Subject: PATCH: init(8) - multiuser under chroot
To: None <tech-userlevel@netbsd.org>
From: Jachym Holecek <freza@liberouter.org>
List: tech-userlevel
Date: 05/15/2005 23:32:51
Hi,
> From: Lubomir Sedlacik <salo@Xtrmntr.org>
> To: tech-kern@NetBSD.org
> Date: Sat, 16 Apr 2005 20:16:39 +0200
> Message-ID: <20050416181639.GW21600@Xtrmntr.org>
>
> hi,
>
> background: i'd like to have the whole hard drive on my laptop
> reside on cgd(4), including / file system. the idea is quite simple:
> build a kernel with md(4) file system including cgdconfig(8) and cgd
> layout configuration, boot from e.g., usb disk-on-key, configure cgd(4)
> devices, continue booting from the real / file system
The patch below implements this by having init(8) create and watch the
"init.root" sysctl node (more details follow in the init.8 part of diff):
* In multi-user boot, /etc/rc is run and waited for as usual.
If value of the "init.root" sysctl node is not equal to "/" after
that, /etc/rc will be run inside a chroot(2) indicated by sysctl.
[That is: we'll run ${init.root}/etc/rc under chroot.]
* Set up ttys as specified in ttys(5). If we did a successful chroot
during multi-user boot, each getty(8) process will be run in the same
chroot(2) path as /etc/rc did (that is, the value of ``init.root''
sysctl is not re-read).
Notes:
* The init(8) process never chroots itself. Single-user mode will
always take place in the "real/original root". This also means
you can drop to multiple chrooted multi-user sessions over time.
* Due to limited interface of gettyent() and friends, we use /etc/ttys
and _not_ ${chroot}/etc/ttys.
* The feature is a compile time option (!LETS_GET_SMALL && CHROOT).
Known problems:
* Syslog refuses to work in a console-only world. This seems unrelated
to my changes. I wasn't able to reproduce the problem by just turning
syslogd off on my 2.0 workstation, so it's likely to be somewhat
init(8)-specific. As a test, just try sticking a warning() in
init.c:main(). Overriding syslog(3) and writing to /dev/console works
as expected.
* After a "chrooted multi-user" --> "single-user" transition, /chroot
(or whatever) cannot be unmounted. "umount -f /chroot" will succeed
though.

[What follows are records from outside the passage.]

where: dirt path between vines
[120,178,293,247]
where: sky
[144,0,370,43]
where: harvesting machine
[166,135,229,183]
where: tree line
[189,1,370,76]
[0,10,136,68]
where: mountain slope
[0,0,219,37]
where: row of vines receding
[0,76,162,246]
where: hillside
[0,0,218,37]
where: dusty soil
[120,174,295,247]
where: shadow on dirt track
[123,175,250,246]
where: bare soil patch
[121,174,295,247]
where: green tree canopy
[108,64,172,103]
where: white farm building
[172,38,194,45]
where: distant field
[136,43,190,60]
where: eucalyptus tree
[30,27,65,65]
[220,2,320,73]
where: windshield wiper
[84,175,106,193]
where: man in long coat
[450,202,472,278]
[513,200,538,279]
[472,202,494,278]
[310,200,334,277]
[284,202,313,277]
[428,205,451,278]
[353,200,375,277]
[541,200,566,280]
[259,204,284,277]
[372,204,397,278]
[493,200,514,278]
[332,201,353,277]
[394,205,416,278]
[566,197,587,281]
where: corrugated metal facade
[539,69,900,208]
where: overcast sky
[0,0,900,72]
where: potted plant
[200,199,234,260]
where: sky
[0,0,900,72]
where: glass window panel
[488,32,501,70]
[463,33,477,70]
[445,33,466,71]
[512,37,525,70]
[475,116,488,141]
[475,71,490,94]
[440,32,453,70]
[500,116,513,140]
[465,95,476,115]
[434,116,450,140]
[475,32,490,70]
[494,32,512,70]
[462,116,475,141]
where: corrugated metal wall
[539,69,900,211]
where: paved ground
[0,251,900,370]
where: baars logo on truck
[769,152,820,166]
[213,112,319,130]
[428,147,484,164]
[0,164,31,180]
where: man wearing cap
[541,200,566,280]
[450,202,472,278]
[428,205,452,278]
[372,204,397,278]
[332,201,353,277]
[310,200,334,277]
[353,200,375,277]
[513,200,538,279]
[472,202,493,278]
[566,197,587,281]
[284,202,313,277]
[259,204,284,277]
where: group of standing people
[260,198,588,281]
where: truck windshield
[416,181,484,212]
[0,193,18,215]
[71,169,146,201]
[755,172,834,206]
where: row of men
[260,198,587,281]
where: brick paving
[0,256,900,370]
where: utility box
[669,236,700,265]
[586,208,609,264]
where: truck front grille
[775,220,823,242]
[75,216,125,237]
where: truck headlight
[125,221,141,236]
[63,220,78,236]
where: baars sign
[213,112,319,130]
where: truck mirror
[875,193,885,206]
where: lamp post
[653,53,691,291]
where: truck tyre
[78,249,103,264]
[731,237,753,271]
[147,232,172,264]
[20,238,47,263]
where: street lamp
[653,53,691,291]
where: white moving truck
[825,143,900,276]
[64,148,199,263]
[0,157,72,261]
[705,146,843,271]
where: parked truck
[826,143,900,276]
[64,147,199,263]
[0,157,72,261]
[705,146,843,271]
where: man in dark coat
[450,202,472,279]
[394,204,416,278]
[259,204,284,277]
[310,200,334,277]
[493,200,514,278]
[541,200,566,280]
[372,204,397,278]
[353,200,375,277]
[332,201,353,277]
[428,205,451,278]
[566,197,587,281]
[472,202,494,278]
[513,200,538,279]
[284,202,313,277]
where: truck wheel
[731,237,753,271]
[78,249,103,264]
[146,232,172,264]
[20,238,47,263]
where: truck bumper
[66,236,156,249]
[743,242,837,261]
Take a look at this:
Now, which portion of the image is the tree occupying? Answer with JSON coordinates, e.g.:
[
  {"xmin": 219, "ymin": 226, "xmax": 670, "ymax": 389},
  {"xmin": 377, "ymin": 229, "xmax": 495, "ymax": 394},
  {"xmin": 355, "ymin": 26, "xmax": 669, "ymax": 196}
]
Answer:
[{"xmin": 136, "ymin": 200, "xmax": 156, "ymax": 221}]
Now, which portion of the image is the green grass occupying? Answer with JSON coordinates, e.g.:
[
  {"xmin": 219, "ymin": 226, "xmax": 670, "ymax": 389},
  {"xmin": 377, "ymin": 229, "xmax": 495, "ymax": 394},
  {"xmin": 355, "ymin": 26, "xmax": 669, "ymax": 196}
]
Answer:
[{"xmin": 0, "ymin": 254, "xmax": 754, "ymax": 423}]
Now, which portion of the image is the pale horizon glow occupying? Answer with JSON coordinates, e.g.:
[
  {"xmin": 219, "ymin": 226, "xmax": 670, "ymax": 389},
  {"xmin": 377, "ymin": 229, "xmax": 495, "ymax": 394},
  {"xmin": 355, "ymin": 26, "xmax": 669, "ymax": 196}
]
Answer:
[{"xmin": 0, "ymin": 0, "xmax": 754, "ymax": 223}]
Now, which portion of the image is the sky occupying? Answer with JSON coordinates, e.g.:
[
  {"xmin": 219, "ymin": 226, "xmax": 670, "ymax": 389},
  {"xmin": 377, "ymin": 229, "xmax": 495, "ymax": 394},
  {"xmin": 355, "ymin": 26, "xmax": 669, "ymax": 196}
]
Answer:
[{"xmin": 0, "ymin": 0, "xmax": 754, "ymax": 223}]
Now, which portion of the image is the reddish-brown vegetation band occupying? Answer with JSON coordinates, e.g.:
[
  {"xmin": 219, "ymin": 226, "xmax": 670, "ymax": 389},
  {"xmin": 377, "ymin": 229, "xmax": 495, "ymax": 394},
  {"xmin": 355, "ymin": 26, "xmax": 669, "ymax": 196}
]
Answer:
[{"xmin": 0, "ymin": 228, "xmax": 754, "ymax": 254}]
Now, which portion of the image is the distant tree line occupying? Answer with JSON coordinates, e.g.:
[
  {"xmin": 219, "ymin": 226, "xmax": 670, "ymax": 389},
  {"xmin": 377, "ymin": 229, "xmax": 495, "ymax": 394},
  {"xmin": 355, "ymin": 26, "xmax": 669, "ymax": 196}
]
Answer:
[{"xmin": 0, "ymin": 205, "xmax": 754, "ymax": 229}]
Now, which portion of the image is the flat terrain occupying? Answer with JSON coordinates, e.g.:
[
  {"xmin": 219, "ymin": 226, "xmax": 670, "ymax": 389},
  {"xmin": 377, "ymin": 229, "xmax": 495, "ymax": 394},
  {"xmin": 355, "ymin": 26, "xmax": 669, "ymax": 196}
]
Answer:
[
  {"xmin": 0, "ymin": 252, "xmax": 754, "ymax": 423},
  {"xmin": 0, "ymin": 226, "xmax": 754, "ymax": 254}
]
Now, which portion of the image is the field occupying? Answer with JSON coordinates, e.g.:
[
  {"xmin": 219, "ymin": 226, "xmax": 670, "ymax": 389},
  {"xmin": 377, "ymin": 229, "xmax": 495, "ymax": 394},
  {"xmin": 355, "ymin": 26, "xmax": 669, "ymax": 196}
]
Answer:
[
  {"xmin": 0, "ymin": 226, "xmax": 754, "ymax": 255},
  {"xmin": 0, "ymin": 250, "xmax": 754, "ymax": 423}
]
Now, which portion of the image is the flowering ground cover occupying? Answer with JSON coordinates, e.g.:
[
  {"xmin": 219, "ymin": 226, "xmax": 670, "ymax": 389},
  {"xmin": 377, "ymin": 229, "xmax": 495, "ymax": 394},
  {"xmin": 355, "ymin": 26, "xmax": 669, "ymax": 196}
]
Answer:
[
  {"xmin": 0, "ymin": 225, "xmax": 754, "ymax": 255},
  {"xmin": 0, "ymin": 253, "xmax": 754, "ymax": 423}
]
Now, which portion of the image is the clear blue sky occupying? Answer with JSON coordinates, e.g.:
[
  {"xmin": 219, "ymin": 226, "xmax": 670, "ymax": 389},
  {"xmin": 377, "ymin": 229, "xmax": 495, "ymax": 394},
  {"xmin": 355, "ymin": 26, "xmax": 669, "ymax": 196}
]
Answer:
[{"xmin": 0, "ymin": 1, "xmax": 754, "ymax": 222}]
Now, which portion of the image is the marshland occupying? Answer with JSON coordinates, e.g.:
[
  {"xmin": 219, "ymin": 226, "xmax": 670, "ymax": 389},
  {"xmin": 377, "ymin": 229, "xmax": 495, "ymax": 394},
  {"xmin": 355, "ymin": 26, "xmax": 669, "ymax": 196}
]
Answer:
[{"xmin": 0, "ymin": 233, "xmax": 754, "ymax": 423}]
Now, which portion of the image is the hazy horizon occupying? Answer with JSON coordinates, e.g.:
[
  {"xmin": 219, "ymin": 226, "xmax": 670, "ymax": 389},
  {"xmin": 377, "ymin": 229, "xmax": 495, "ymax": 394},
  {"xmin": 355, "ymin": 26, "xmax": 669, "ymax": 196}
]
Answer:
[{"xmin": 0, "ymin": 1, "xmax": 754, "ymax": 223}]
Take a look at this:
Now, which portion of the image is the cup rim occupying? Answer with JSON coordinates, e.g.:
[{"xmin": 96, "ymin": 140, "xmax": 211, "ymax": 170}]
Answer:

IIRC this was with ffs /chroot. There were no chrooted
processes nor did fstat show anyone using /chroot/*. Ideas?
Lubomir Sedlacik suggested the approach and has been testing the
implementation for two or three weeks now.
What do people think?
Regards,
-- Jachym Holecek
Index: sbin/init/Makefile
===================================================================
RCS file: /cvsroot/src/sbin/init/Makefile,v
retrieving revision 1.35
diff -u -r1.35 Makefile
--- sbin/init/Makefile 13 Jan 2005 03:21:59 -0000 1.35
+++ sbin/init/Makefile 15 May 2005 21:22:55 -0000
@@ -10,7 +10,7 @@
.ifdef SMALLPROG
CPPFLAGS+= -DLETS_GET_SMALL
.else
-CPPFLAGS+= -DALTSHELL -DSECURE
+CPPFLAGS+= -DALTSHELL -DSECURE -DCHROOT
DPADD+= ${LIBCRYPT}
LDADD+= -lcrypt
.endif
Index: sbin/init/NOTES
===================================================================
RCS file: /cvsroot/src/sbin/init/NOTES,v
retrieving revision 1.2
diff -u -r1.2 NOTES
--- sbin/init/NOTES 18 Mar 1995 14:56:29 -0000 1.2
+++ sbin/init/NOTES 15 May 2005 21:22:55 -0000
@@ -101,8 +101,12 @@
necessary states and state transitions (gleaned from the man page):
1: single user shell (with password checking?); on exit, go to 2
- 2: rc script: on exit 0, go to 3; on exit N (error), go to 1
- 3: read ttys file: on completion, go to 4
+ 2: run rc script, if init.root sysctl != "/", fork + chroot(init.root)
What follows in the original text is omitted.